當 event_loop_run 完成之後，線程進入循環，首先執行 dispatch 事件分發，一旦有事件發生，就會調用 channel_event_activate 函數，在這個函數中完成事件回調函數 eventReadcallback 和 eventWritecallback 的調用，最後再運行event_loop_handle_pending_channel，用來修改當前監聽的事件列表，完成這個部分之後，又進入了事件分發循環。

event_loop 分析

說 event_loop 是整個反應堆模式設計的核心，一點也不爲過。先看一下 event_loop 的數據結構。在這個數據結構中，最重要的莫過於 event_dispatcher 對象了。你可以簡單地把 event_dispatcher 理解爲 poll 或者 epoll，它可以讓我們的線程掛起，等待事件的發生。這裏有一個小技巧，就是 event_dispatcher_data，它被定義爲一個 void * 類型，可以按照我們的需求，任意放置一個我們需要的對象指針。這樣，針對不同的實現，例如 poll 或者 epoll，都可以根據需求，放置不同的數據對象。event_loop 中還保留了幾個跟多線程有關的對象，如 owner_thread_id 是保留了每個 event loop 的線程 ID，mutex 和 con 是用來進行線程同步的。socketPair 是父線程用來通知子線程有新的事件需要處理。pending_head 和 pending_tail 是保留在子線程內的需要處理的新的事件。

struct event_loop {
    int quit;
    const struct event_dispatcher *eventDispatcher;

    /** 對應的event_dispatcher的數據. */
    void *event_dispatcher_data;
    struct channel_map *channelMap;

    int is_handle_pending;
    struct channel_element *pending_head;
    struct channel_element *pending_tail;

    pthread_t owner_thread_id;
    pthread_mutex_t mutex;
    pthread_cond_t cond;
    int socketPair[2];
    char *thread_name;
};

下面我們看一下 event_loop 最主要的方法 event_loop_run 方法，前面提到過，event_loop 就是一個無限 while 循環，不斷地在分發事件。

/**
 * 1.參數驗證
 * 2.調用dispatcher來進行事件分發,分發完回調事件處理函數
 */
int event_loop_run(struct event_loop *eventLoop) {
    assert(eventLoop != NULL);

    struct event_dispatcher *dispatcher = eventLoop->eventDispatcher;
    if (eventLoop->owner_thread_id != pthread_self()) {
        exit(1);
    }

    yolanda_msgx("event loop run, %s", eventLoop->thread_name);
    struct timeval timeval;
    timeval.tv_sec = 1;

    while (!eventLoop->quit) {
        //block here to wait I/O event, and get active channels
        dispatcher->dispatch(eventLoop, &timeval);
        //handle the pending channel
        event_loop_handle_pending_channel(eventLoop);
    }

    yolanda_msgx("event loop end, %s", eventLoop->thread_name);
    return 0;
}

代碼很明顯地反映了這一點，這裏我們在 event_loop 不退出的情況下，一直在循環，循環體中調用了 dispatcher 對象的 dispatch 方法來等待事件的發生。

event_dispacher 分析

爲了實現不同的事件分發機制，這裏把 poll、epoll 等抽象成了一個 event_dispatcher 結構。event_dispatcher 的具體實現有 poll_dispatcher 和 epoll_dispatcher 兩種。

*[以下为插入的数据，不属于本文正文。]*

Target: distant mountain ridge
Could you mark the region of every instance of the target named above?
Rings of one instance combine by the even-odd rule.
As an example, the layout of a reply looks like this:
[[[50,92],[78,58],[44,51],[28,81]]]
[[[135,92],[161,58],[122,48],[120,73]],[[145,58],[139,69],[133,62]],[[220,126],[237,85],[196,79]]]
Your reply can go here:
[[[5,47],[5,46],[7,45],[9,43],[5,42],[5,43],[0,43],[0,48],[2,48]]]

/** 抽象的event_dispatcher結構體，對應的實現如select,poll,epoll等I/O複用. */
struct event_dispatcher {
    /**  對應實現 */
    const char *name;

    /**  初始化函數 */
    void *(*init)(struct event_loop * eventLoop);

    /** 通知dispatcher新增一個channel事件*/
    int (*add)(struct event_loop * eventLoop, struct channel * channel);

    /** 通知dispatcher刪除一個channel事件*/
    int (*del)(struct event_loop * eventLoop, struct channel * channel);

    /** 通知dispatcher更新channel對應的事件*/
    int (*update)(struct event_loop * eventLoop, struct channel * channel);

    /** 實現事件分發，然後調用event_loop的event_activate方法執行callback*/
    int (*dispatch)(struct event_loop * eventLoop, struct timeval *);

    /** 清除數據 */
    void (*clear)(struct event_loop * eventLoop);
};

channel 對象分析

channel 對象是用來和 event_dispather 進行交互的最主要的結構體，它抽象了事件分發。一個 channel 對應一個描述字，描述字上可以有 READ 可讀事件，也可以有 WRITE 可寫事件。channel 對象綁定了事件處理函數 event_read_callback 和 event_write_callback。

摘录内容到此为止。